Shallow nearshore groundwater and estimates of groundwater seepage were collected at 21 locations along the north and south shores of Lake Spokane beginning in October 2016 and ending in October 2019. Nitrate plus nitrite concentrations in nearshore groundwater ranged from <0.04 to 7.60 milligrams of nitrogen per liter. Nearshore groundwater orthophosphate concentrations ranged from <0.004 to 0.381 milligrams of phosphorus per liter, and, overall, there were no consistent seasonal differences in nearshore groundwater nutrients during this study. Nitrate plus nitrite concentrations were highest at sites located adjacent to nearshore development and similar to concentrations in water collected from nearby drinking water wells. Similarly, samples from locations adjacent to nearshore development were statistically greater than samples collected from other locations for orthophosphate concentrations. Dissolved boron concentrations, elevated values of which are an indicator of household-detergent use, were elevated in spring and summer at some locations, indicating that residential wastewater was reaching the lake. Stable isotope ratios of nitrate (15N and 18O), which were used to identify the source nitrate in sampled groundwater, showed that most data indicated a mix of soil nitrogen and nitrogen sources from human or animal waste.
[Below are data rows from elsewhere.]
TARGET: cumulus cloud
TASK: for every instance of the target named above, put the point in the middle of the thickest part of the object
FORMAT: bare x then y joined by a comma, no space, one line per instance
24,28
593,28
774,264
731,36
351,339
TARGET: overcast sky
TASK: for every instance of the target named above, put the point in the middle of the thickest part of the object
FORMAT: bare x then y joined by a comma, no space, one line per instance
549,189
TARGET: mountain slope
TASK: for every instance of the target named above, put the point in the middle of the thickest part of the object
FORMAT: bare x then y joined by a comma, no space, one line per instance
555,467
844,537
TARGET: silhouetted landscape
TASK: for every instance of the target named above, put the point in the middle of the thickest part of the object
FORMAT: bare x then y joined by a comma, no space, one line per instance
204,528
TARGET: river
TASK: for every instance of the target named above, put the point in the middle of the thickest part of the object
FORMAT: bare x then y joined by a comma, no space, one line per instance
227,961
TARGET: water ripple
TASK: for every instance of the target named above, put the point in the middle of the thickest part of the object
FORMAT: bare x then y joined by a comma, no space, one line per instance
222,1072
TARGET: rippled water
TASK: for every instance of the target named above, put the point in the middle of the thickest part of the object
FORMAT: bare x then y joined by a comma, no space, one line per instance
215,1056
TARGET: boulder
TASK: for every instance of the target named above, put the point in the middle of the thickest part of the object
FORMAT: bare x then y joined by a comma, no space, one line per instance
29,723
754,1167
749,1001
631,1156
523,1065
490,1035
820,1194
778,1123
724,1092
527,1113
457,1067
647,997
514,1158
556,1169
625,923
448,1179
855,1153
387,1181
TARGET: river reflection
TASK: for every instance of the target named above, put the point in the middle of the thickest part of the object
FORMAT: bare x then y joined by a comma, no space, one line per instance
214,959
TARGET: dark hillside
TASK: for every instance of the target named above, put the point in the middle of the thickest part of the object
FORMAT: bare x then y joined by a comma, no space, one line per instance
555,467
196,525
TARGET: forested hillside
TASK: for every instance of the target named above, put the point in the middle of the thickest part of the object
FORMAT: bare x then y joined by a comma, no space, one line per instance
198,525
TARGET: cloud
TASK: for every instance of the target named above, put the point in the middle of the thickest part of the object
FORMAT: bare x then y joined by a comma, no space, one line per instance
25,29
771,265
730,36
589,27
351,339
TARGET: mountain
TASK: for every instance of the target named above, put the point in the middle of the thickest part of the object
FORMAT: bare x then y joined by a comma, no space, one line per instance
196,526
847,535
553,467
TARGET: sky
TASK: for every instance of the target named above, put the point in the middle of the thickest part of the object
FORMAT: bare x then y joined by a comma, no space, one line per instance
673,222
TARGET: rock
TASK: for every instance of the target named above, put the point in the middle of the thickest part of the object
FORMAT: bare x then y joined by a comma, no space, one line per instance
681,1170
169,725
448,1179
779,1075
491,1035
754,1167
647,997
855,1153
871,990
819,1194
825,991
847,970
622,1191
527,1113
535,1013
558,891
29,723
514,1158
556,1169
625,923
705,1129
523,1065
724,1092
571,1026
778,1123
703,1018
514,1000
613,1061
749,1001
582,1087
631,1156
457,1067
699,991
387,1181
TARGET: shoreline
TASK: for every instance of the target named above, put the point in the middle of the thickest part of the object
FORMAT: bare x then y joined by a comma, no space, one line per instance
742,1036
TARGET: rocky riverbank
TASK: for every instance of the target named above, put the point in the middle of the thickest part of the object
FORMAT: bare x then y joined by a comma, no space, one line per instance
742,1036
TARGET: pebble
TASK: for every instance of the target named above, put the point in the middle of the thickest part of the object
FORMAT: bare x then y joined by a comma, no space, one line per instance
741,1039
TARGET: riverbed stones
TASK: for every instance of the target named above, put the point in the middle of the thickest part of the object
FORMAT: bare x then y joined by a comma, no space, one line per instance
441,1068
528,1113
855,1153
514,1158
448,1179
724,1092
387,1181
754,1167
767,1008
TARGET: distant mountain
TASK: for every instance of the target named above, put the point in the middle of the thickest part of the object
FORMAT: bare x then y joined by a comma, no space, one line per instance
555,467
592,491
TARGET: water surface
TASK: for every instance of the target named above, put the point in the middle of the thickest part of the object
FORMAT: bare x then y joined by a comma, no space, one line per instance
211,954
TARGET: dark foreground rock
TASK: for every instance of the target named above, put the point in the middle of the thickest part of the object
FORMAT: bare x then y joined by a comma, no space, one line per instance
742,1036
Generally, median groundwater discharge to the lake was low across all sites and seasons, with most values smaller than 1 centimeter per day (cm/d). Similar to the nutrient-concentration data, seasonal patterns in seepage flux were weak, and, where there were seasonal increases in flux, the increased groundwater discharge did not carry increased nutrients. Localized estimates of groundwater seepage flux were scaled up to the entire length of the lakeshore. The median groundwater flux of 0.34 cm/d scaled to 1.9 cubic feet per second (ft3/s) and the maximum recorded seepage flux of 17.6 cm/d was equivalent to 97 ft3/s. These estimates of groundwater inputs are orders of magnitude less than surface water inputs to the lake.
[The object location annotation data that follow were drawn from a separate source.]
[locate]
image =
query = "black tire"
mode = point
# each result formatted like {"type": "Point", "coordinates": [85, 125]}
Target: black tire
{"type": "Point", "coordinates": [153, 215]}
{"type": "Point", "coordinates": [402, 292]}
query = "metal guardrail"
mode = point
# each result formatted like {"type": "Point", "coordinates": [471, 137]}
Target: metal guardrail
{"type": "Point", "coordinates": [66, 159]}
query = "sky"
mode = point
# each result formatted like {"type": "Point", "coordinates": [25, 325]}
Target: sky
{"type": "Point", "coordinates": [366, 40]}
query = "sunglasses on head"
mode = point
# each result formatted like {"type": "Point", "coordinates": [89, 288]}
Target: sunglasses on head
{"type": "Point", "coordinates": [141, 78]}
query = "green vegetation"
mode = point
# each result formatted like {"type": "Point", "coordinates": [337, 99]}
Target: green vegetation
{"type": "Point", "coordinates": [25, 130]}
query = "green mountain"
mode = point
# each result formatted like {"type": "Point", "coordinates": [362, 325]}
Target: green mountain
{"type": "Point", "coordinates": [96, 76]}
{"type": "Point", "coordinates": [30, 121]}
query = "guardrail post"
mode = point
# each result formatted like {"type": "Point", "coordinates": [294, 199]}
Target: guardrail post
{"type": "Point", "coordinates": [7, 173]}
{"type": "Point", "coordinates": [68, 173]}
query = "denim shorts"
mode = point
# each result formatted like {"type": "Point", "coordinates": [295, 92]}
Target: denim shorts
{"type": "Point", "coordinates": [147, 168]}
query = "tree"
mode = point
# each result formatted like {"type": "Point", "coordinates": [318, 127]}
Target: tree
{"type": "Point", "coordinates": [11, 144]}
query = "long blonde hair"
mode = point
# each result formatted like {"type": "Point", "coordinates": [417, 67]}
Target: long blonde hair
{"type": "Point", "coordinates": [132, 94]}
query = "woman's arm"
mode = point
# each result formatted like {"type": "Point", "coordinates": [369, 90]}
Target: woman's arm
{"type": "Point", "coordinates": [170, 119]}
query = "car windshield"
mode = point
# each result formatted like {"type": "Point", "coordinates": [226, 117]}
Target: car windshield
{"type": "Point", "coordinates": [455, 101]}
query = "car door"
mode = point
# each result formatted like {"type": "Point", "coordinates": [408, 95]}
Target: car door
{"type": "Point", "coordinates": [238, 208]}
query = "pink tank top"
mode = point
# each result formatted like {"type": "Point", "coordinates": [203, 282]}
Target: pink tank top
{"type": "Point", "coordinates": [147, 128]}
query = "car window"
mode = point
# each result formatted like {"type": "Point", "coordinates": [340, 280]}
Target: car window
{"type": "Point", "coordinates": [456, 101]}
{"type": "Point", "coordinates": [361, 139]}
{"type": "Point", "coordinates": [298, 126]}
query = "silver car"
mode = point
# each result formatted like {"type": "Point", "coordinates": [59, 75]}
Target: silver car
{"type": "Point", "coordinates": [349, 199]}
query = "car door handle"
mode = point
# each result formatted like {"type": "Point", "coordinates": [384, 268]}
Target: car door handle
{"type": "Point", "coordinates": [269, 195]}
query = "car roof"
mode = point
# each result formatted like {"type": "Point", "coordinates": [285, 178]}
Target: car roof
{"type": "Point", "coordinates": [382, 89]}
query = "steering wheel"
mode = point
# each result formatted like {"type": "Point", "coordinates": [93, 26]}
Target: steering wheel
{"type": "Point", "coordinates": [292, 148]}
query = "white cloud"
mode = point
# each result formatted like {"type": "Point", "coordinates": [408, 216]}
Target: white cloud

Nutrient loads were determined from the product of groundwater flow and a representative nutrient concentration. Using the median seepage flux of 1.9 ft3/s, the orthophosphate load ranged from 0.7 to 3.8 pounds of phosphorus per day based on the median and maximum orthophosphate concentrations, respectively. For nitrate plus nitrite, loads ranged from 5.8 to 76.6 pounds of nitrogen per day. Using the maximum value of seepage flux, maximum orthophosphate loads ranged from 35 to 198 pounds of phosphorus per day, and maximum nitrate plus nitrite loads ranged from 296 to 3,943 pound of nitrogen per day. Overall, groundwater nutrient loads are small compared to other sources to the lake. Continued monitoring of future nutrient loads would aid decisions by resource managers as infrastructure within the neighboring residential communities continues to age around Lake Spokane.